Billy Kyte, a campaigner at Global Witness had lamented in 2015, “In Honduras and across the world, environmental defenders are being shot dead in broad daylight, kidnapped, threatened, or tried as terrorists for standing in the way of so-called ‘development’.” In 2014 Global Witness said it is calling on governments “to monitor, investigate and punish these crimes, and for Honduras to address abuses in the upcoming review of its human rights record at the UN Human Rights Council”. And despite those calls, Berta was murdered.
Grahame Russell of Rights Action claims that Berta was killed by corporations and investors who conceive of the world – its forests and earth, its natural resources, its rivers, waters and air, its people and all life forms – as exploitable and discardable objects, and then steal, kill and destroy mightily to make their millions and billions. The politics and economics of the situation is rooted firmly in capitalism and patriarchy and as such women and other vulnerable groups will continue to suffer.
In 2014, Cáceres told Thomson Reuters Foundation that “as women we are exposed to violence from businesses, governments and repressive institutions – but also to patriarchal violence. It is three times worse for an indigenous woman. The media criminalises us too. They try to take away our credibility, (they) say we’re armed groups, that we attack private investments, which we don’t exist, we’re from dysfunctional families, we’re bitches and corrupt.” She told Grist that the level of aggression with which she had been met was greater because “We are women who are reclaiming our right to the sovereignty of our bodies and thoughts and political beliefs, to our cultural and spiritual rights — of course the aggression is much greater.”
The Women’s Earth & Climate Action Network posit that indigenous women and women from low-income communities and developing countries bear a heavier burden from the impacts of environmental changes such as climate change because they are more reliant upon natural resources for their survival and/or live in areas that have poor infrastructure, which makes their communities particularly vulnerable. Female activists have argued that they have less support than those working on women’s rights in general, such as sexual and reproductive rights.

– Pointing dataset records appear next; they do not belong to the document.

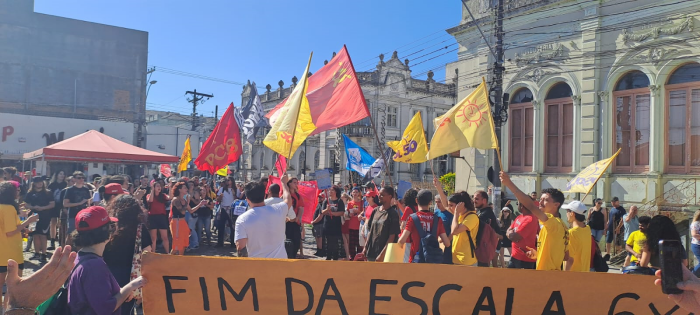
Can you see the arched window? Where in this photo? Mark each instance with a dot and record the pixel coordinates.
(632, 123)
(683, 116)
(559, 129)
(521, 131)
(261, 164)
(317, 160)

Berta was a mother, a sister, a daughter. She was selfless in her determination to defend the rights of her people and the land that was of significant cultural and spiritual value. Many are calling for an independent investigation through the Inter-American Commission on Human Rights. Beyond that there remains a lot of work to do to stem the tide of attack on activists. Activists are relying on the international community to lobby their governments against supporting projects like that for which Berta was killed.

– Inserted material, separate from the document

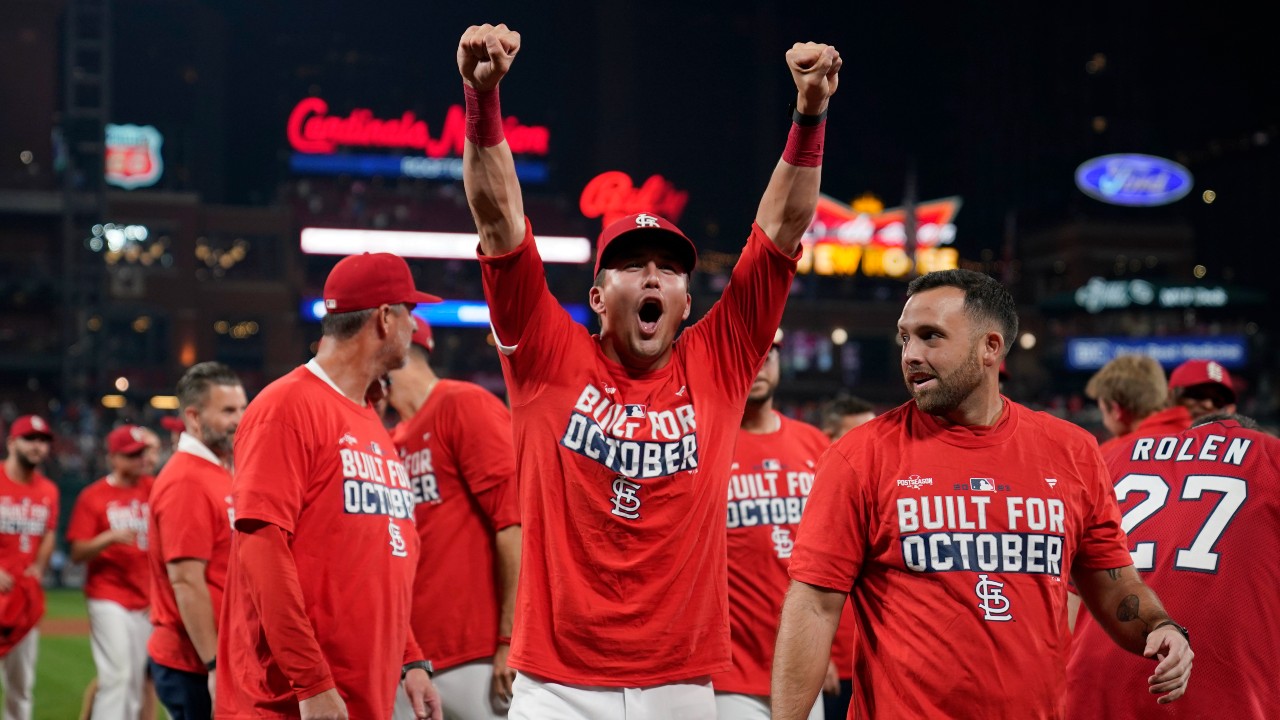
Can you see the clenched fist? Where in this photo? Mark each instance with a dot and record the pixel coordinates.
(816, 71)
(485, 54)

Jagoda Munic, chairperson of Friends of the Earth International (FoEI) affirm there is no environmental justice without an end to all forms of violence against women and to the exploitation of women’s reproductive and productive work. We cannot remain silent as men and women are killed for trying to protect the air, water and land on which their lives depend. We cannot sit idly by and wait for the next person to take action. We each have a role to play because ultimately ‘we each are the leaders we have been waiting on’.
In 2014 Cáceres voiced her commitment to the process, her commitment to staying and defending the land- “I want to live and enjoy my life but I can’t do it because I feel the responsibility that this is a collective process and collective responsibility”. She paid the ultimate price for her commitment to her people and their land- her life.